Vegetation index can accurately distinguish vegetation and non-vegetation, but the vegetation index of shrub and herb is similar, so vegetation index cannot be used to distinguish vegetation [
23]. It is difficult to distinguish the phenomena of “same object different spectrum” and “same spectrum foreign body” in the image base on the pixels [
24]. Moreover, the accuracy is low with the high-resolution remote sensing, and the single-scale object-oriented segmentation classification is prone to “over-segmentation” and “under-segmentation” problems. The experience is needed for the researches to determine an optimal scale level to segment objects. To solve this problem, there have been several geospatial techniques to improve the classification accuracy, as an alternative to spectral-based traditional classifiers. Such as the GLCM (gray level co-occurrence matrix [
25]); fractal analysis [
26]; spatial auto-correlation and wavelet transforms [
27]. In the study, the GLCM is adopted due to it is a widely used texture statistical analysis method and texture measurement technology.

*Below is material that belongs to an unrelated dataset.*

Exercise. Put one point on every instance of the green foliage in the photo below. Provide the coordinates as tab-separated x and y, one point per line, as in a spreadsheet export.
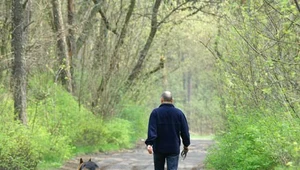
17	149
137	115
254	141
59	129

And which method shall be used for desert mapping? With the rapid development of remote sensing technology, pixel-based image classification and object-based image analysis (OBIA) are widely used in classifying high resolution remote sensing images [
28,
29,
30,
31]. The important point of OBIA is to combine numerous textural, spectral and spatial features into the classification process, and which was based on multi-scale image segmentation, therefore, it could improve the accuracy. but there are challenges with the OBIA process, the suitable features for image classification and find out the optimal scale value for image segmentation [
32]. The accuracy of OBIA depends on experience of the researchers and a priori knowledge. Deep learning is also widely used in many remote sensing related applications [
33,
34,
35], including image registration, classification, object detection, land-use classification, but it takes large amount of training data, but would have poor interpretability. In this study, a robust classifier random forest [
36] was adopted instead of OBIA, because of its simplicity and high performance [
37].
Therefore, in this study, based on the UAV RGB high resolution data including texture and VDVI features, the Random Forest classifier was used to map the desert vegetation. The desert vegetation were classified into five typical types, which include trees, shrub1(Artemisia desertorum Spreng), shrub2(Haloxylon ammodendron (C. A. Mey.) Bunge), grass and sand. The aims of the study: (1) to determine whether Random Forest classifier shows good performance in desert vegetation mapping; (2) to test if the inclusion of VDVI and texture features improve classification accuracy in heterogeneous desert vegetation; and (3) to compare the proposed method with the traditional Maximum Likelihood to verify the performance.
In a whole, the main aim is to measure desert vegetation as well as create accurate desert land cover maps (>80%), for future use in ecological modeling of desert landscapes. In the study, a hybrid classification approach was used for a subset of these cover types based on the pixel approaches to accurately reflect spatial heterogeneity on the small scale in ecology.